Since only a small percentage of China are Christians, Christmas is often only celebrated in major cities. These cities get into the Christmas mood with the place decorated with lights and ornaments. Only a few have Christmas trees, and when they do, they are decorated with paper chains, paper flowers, and paper lanterns. Moreover, giving apples on Christmas Eve has become a popular tradition. The reason for this is that Christmas Eve in Chinese (“Ping An Ye”, which means “silent night”) closely resembles the Chinese word for apple (“Ping Guo”).
A traditional food during Christmas in Japan though is the Christmas cake – a sponge cake whipped with cream and strawberry. But since Christmas is not an official holiday in Japan, the Japanese folks head to work when the date falls on a weekday. In this manner, Christmas in Japan is a celebration of happiness more than a time for religion. Much like Valetine’s Day, Christmas Eve has become a romantic day for couples as they spend the day together.
Much like the Filipinos, people in Spain celebrate Christmas by going to church for the Midnight Mass (also known as “La Misa De Gallo”). After the midnight mass, people are seen walking through the streets with torches, playing the guitar, tambourines and the drums. They could be heard saying, “Esta Noches es Noche-Buena, Y no Es noche de dormer.” In English, “Tonight is the good night, and it is not meant for sleeping.” On Christmas Eve, the Spanish have their Noche Buena as well, serving Pavo Trufado de Navidad, which is turkey stuffed with truffle mushrooms.
The United Kingdom
In the UK, Christmas is a time for family. From decorating the home to the Christmas tree, every family member holds a special role. The main Christmas meal, on the other hand, is eaten on the actual Christmas day, either at lunchtime or the early afternoon. On the table are roast turkey, vegetables, bacon, and sausages, served with cranberry sauce and bread sauce on the side. Moreover, having a White Christmas has also become a big thing in the UK. Since it doesn’t snow often during the season, many anticipate (or even play a game) if December 25th would have at least a single snowflake.
Since the United States of America is a melting pot of different cultures, Christmas is celebrated differently, depending on the family tradition. This is why “Happy Holidays” is more greeted than “Merry Christmas” to respect every culture present in the country. Generally, though, every household gets into the Christmas spirit when the Christmas trees stand upright and decorated. The house is also decorated with Christmas lights and statues of Santa Clause, the Snowman, and raindeers.
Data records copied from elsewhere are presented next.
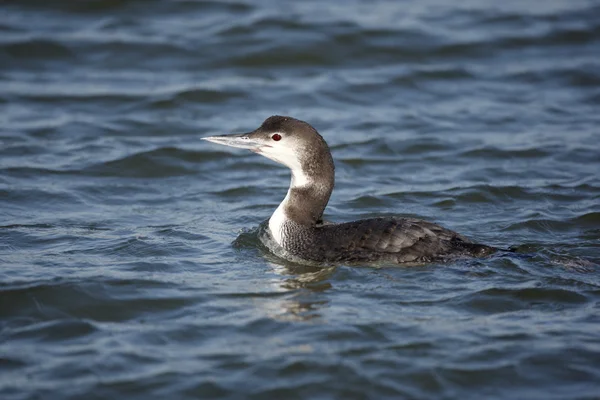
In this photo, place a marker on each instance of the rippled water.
(131, 266)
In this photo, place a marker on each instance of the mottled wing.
(394, 239)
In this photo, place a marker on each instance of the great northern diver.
(297, 225)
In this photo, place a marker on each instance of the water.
(131, 266)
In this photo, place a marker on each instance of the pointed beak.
(242, 141)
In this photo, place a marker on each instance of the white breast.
(277, 221)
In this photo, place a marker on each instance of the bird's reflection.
(307, 287)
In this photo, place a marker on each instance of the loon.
(297, 224)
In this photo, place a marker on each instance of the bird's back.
(389, 239)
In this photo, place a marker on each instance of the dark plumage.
(296, 224)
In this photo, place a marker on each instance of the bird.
(297, 225)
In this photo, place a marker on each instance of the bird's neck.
(307, 197)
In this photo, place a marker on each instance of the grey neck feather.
(305, 204)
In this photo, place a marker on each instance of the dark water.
(130, 264)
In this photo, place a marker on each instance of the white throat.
(279, 217)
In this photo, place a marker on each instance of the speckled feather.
(296, 224)
(391, 239)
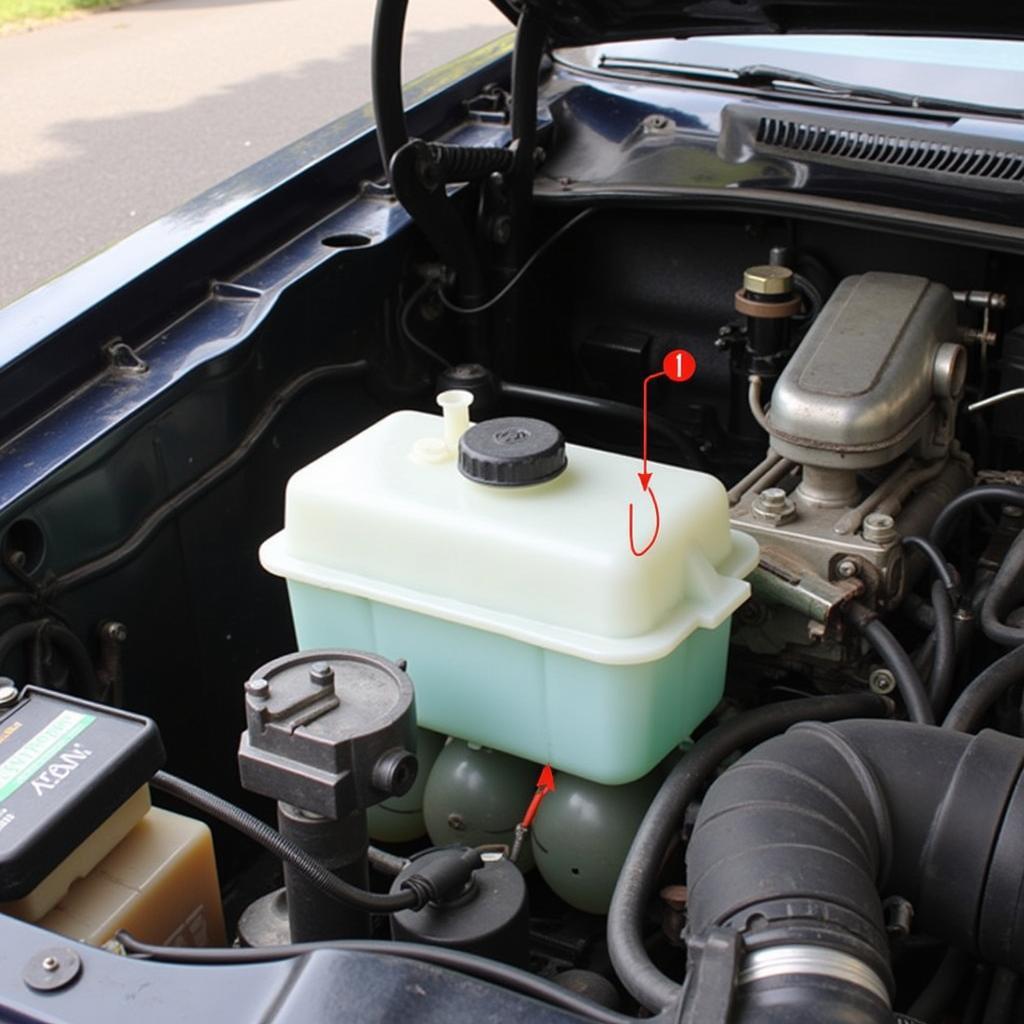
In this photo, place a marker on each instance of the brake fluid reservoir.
(506, 579)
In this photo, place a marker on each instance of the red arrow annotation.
(545, 784)
(678, 366)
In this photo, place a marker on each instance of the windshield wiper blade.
(802, 83)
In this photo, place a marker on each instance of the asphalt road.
(111, 120)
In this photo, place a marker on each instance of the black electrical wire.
(939, 565)
(606, 407)
(259, 832)
(201, 484)
(908, 684)
(1001, 596)
(454, 960)
(407, 329)
(385, 78)
(944, 659)
(971, 707)
(538, 253)
(78, 656)
(986, 495)
(638, 878)
(944, 630)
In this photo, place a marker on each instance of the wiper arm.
(781, 79)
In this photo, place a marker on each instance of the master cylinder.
(497, 560)
(329, 733)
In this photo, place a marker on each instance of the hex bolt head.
(258, 688)
(882, 681)
(774, 505)
(322, 674)
(879, 528)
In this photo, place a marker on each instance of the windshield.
(977, 71)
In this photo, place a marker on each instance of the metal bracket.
(713, 966)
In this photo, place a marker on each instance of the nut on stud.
(847, 568)
(768, 280)
(774, 505)
(259, 688)
(882, 681)
(879, 528)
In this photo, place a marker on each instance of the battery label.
(34, 755)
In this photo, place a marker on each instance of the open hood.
(576, 22)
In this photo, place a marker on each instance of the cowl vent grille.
(926, 152)
(895, 151)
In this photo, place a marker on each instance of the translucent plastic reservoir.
(527, 623)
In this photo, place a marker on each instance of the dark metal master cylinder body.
(329, 733)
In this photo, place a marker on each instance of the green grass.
(15, 11)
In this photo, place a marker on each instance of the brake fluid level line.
(678, 366)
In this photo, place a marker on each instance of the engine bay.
(643, 639)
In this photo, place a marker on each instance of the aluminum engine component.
(878, 375)
(875, 384)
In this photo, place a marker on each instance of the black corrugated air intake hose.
(796, 845)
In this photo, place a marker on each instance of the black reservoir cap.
(512, 452)
(66, 766)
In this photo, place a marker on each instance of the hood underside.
(574, 22)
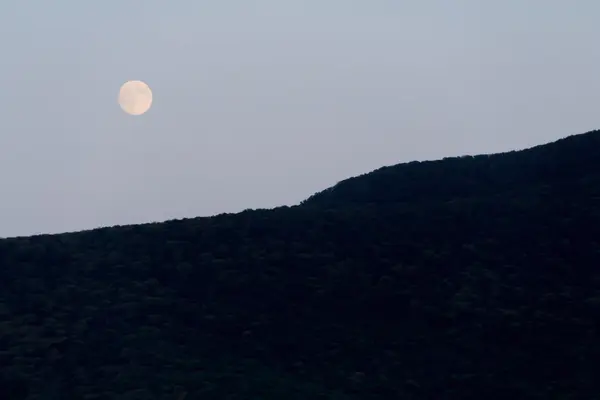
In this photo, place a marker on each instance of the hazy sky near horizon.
(262, 103)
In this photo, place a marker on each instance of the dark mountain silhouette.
(560, 162)
(465, 278)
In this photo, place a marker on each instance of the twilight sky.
(261, 103)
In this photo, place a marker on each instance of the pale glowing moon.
(135, 97)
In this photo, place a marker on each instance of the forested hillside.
(464, 278)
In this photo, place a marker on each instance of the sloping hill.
(574, 157)
(476, 291)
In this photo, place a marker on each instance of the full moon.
(135, 97)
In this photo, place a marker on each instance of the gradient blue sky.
(262, 103)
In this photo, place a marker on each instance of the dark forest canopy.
(463, 278)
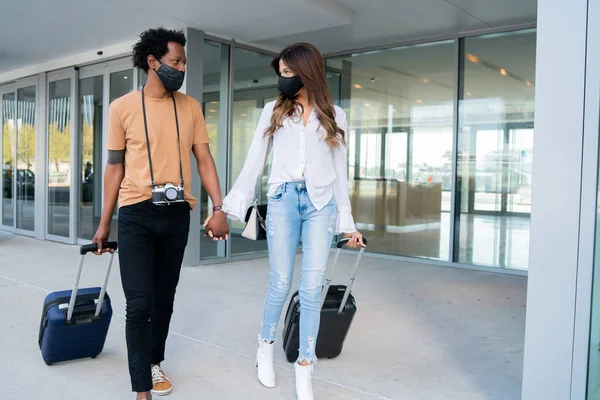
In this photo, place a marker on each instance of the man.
(151, 134)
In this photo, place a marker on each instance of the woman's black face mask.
(289, 87)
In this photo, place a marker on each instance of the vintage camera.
(167, 194)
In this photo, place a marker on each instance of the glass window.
(59, 156)
(215, 93)
(25, 173)
(495, 144)
(255, 84)
(8, 161)
(90, 134)
(399, 104)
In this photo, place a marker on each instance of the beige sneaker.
(161, 385)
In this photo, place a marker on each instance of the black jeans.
(152, 240)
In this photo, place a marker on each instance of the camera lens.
(171, 194)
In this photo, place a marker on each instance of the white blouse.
(300, 153)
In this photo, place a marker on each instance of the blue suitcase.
(75, 322)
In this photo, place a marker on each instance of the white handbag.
(256, 215)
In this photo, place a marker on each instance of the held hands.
(216, 226)
(355, 240)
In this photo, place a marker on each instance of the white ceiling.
(43, 30)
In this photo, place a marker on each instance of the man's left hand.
(216, 226)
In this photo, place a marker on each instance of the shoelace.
(158, 376)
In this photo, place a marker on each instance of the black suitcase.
(338, 307)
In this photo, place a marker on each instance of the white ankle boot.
(304, 381)
(264, 362)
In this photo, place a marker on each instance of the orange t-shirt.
(126, 131)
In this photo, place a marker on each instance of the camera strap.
(148, 139)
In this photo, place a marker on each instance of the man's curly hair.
(155, 42)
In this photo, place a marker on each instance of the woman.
(308, 198)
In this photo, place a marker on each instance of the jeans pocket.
(278, 195)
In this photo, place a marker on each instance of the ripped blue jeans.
(291, 216)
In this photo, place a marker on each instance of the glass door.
(99, 86)
(91, 111)
(60, 184)
(18, 121)
(9, 119)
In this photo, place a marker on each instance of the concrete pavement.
(421, 332)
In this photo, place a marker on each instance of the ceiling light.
(472, 58)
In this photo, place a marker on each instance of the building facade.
(440, 143)
(477, 149)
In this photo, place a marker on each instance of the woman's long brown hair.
(306, 62)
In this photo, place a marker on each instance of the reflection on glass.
(215, 92)
(399, 104)
(90, 134)
(59, 156)
(255, 85)
(495, 144)
(25, 173)
(8, 164)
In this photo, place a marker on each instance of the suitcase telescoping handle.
(83, 250)
(340, 245)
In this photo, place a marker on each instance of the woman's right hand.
(355, 240)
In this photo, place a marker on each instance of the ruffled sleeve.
(241, 196)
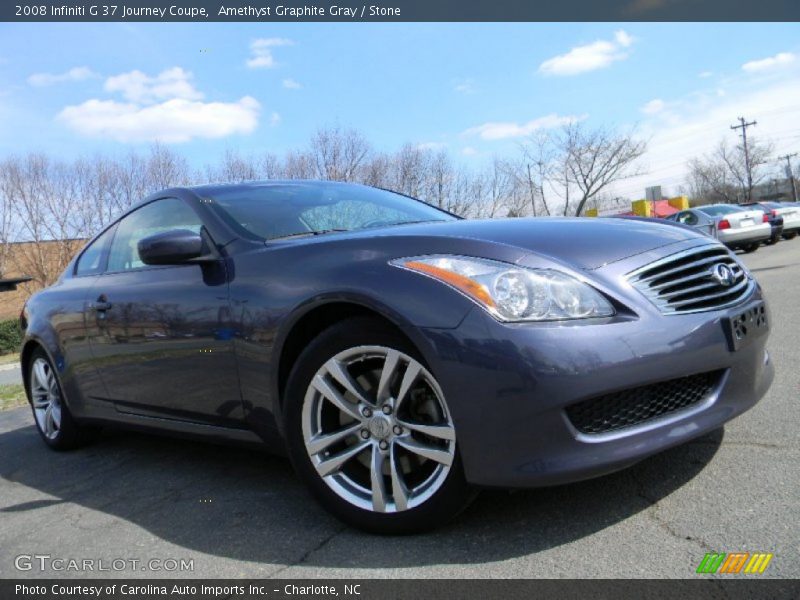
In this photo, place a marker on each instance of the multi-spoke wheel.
(45, 398)
(51, 413)
(369, 425)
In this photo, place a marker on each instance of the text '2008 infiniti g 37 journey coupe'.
(402, 357)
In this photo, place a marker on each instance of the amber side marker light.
(469, 286)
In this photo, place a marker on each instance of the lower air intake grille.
(639, 405)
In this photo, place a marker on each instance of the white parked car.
(791, 217)
(730, 224)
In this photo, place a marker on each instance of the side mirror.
(172, 247)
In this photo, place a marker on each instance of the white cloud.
(464, 86)
(653, 107)
(431, 146)
(291, 84)
(74, 74)
(779, 60)
(261, 52)
(165, 108)
(694, 124)
(623, 38)
(135, 86)
(172, 121)
(500, 130)
(589, 57)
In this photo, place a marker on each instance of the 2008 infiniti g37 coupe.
(401, 356)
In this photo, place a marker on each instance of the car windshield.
(280, 210)
(718, 210)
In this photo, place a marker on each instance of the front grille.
(685, 282)
(634, 406)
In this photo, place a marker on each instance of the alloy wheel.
(45, 398)
(377, 429)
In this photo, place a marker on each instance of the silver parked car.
(732, 225)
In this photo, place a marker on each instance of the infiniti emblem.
(723, 274)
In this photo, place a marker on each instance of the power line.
(743, 126)
(790, 173)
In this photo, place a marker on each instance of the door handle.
(101, 304)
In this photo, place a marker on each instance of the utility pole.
(743, 126)
(788, 158)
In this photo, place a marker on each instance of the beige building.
(43, 261)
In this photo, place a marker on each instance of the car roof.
(209, 189)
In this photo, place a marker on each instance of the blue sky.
(475, 89)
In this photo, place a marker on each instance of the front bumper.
(508, 385)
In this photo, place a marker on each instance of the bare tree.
(536, 168)
(337, 154)
(594, 159)
(722, 175)
(8, 224)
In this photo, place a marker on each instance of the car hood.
(586, 243)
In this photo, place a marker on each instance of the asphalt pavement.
(240, 513)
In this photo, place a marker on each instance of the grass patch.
(12, 395)
(7, 359)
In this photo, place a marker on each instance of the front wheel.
(55, 423)
(370, 432)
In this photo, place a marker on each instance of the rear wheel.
(55, 423)
(370, 432)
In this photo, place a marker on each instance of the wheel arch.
(322, 315)
(29, 347)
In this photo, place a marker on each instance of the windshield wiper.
(394, 223)
(305, 233)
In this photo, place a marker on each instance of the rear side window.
(91, 261)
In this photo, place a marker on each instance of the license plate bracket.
(745, 325)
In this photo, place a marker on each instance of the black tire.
(70, 434)
(451, 497)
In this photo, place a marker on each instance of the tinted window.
(278, 210)
(719, 210)
(91, 260)
(158, 216)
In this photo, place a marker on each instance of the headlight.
(512, 293)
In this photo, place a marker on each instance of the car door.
(164, 346)
(67, 300)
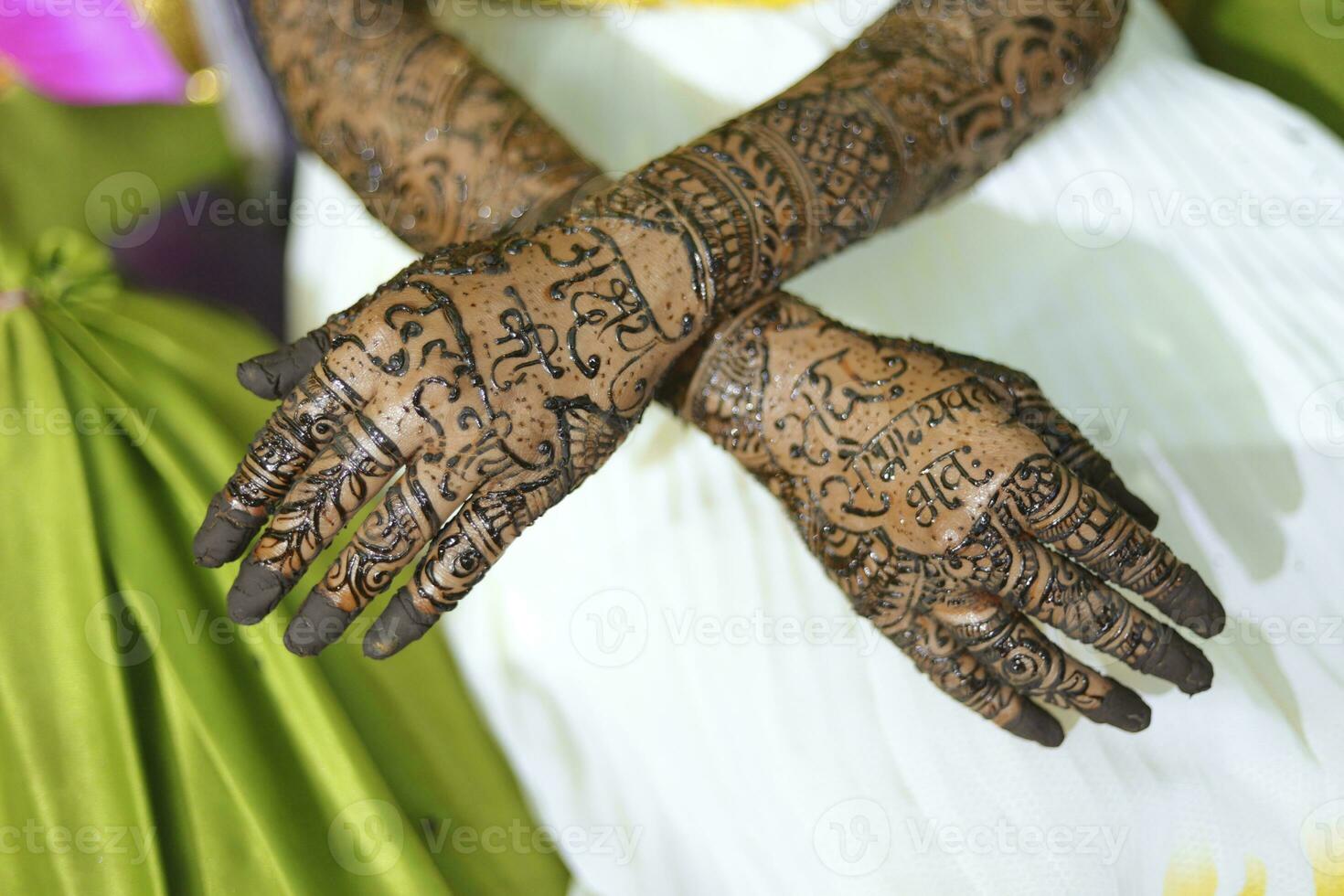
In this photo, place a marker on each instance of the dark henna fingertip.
(1038, 726)
(400, 624)
(1131, 503)
(256, 592)
(319, 624)
(1123, 709)
(225, 534)
(254, 378)
(1184, 666)
(1192, 604)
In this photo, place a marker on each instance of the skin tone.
(500, 374)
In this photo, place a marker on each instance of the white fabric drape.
(688, 700)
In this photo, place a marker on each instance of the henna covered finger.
(1075, 450)
(1029, 404)
(469, 544)
(963, 677)
(1063, 595)
(1019, 653)
(1067, 515)
(347, 475)
(277, 372)
(304, 425)
(389, 539)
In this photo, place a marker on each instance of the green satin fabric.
(148, 744)
(1293, 48)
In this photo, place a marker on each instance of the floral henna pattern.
(571, 328)
(945, 517)
(436, 145)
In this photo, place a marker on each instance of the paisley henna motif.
(568, 331)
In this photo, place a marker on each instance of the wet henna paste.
(943, 551)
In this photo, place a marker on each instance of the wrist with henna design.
(862, 143)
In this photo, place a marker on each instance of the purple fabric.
(89, 53)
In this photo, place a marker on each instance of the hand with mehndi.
(500, 374)
(497, 375)
(958, 511)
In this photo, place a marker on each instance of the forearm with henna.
(437, 146)
(801, 177)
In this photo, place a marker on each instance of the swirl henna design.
(694, 212)
(433, 143)
(946, 518)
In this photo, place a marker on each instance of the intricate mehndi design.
(566, 329)
(926, 497)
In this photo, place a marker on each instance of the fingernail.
(1123, 709)
(1192, 604)
(225, 534)
(317, 624)
(254, 594)
(1035, 724)
(400, 624)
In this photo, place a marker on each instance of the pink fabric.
(89, 51)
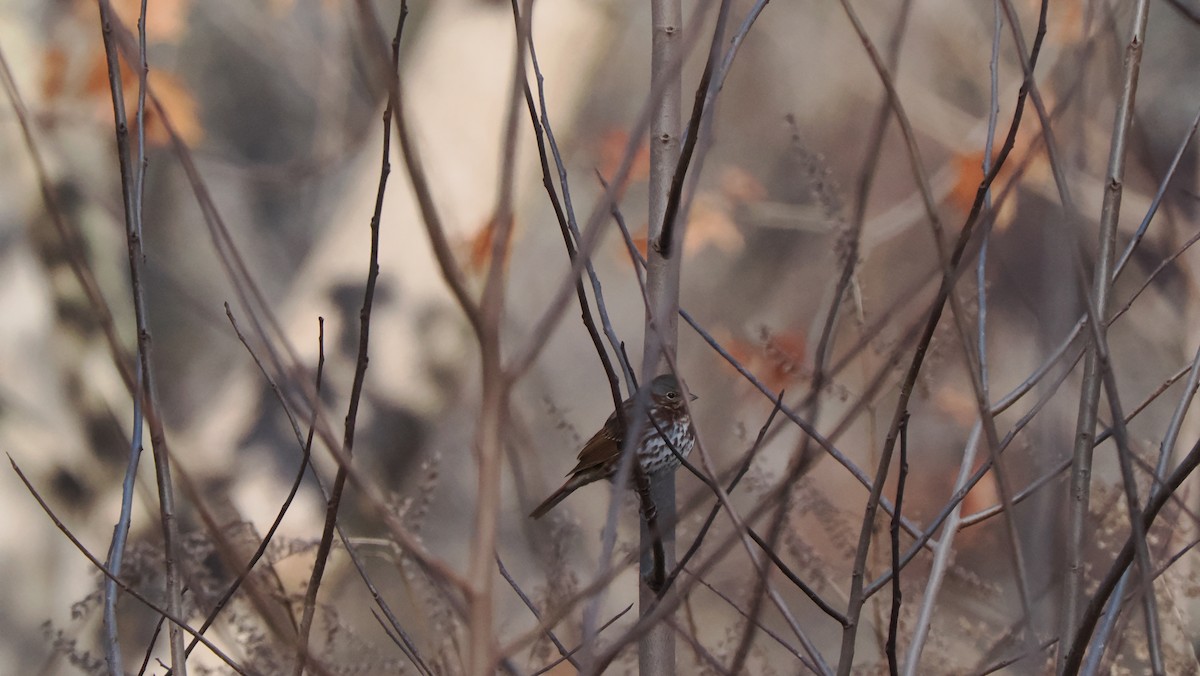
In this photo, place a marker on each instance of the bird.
(600, 455)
The parks, trees, and buildings are also decorated in major cities.
While the differences on how Christmas is celebrated between countries are evident, it is apparent that Christmas is truly a time for family, friends, happiness, and love. So let’s not forget those who mean most to us this Christmas. Show your love. Celebrate. Be happy!
Enjoy the Christmas season, everyone. And to all, Happy Holidays!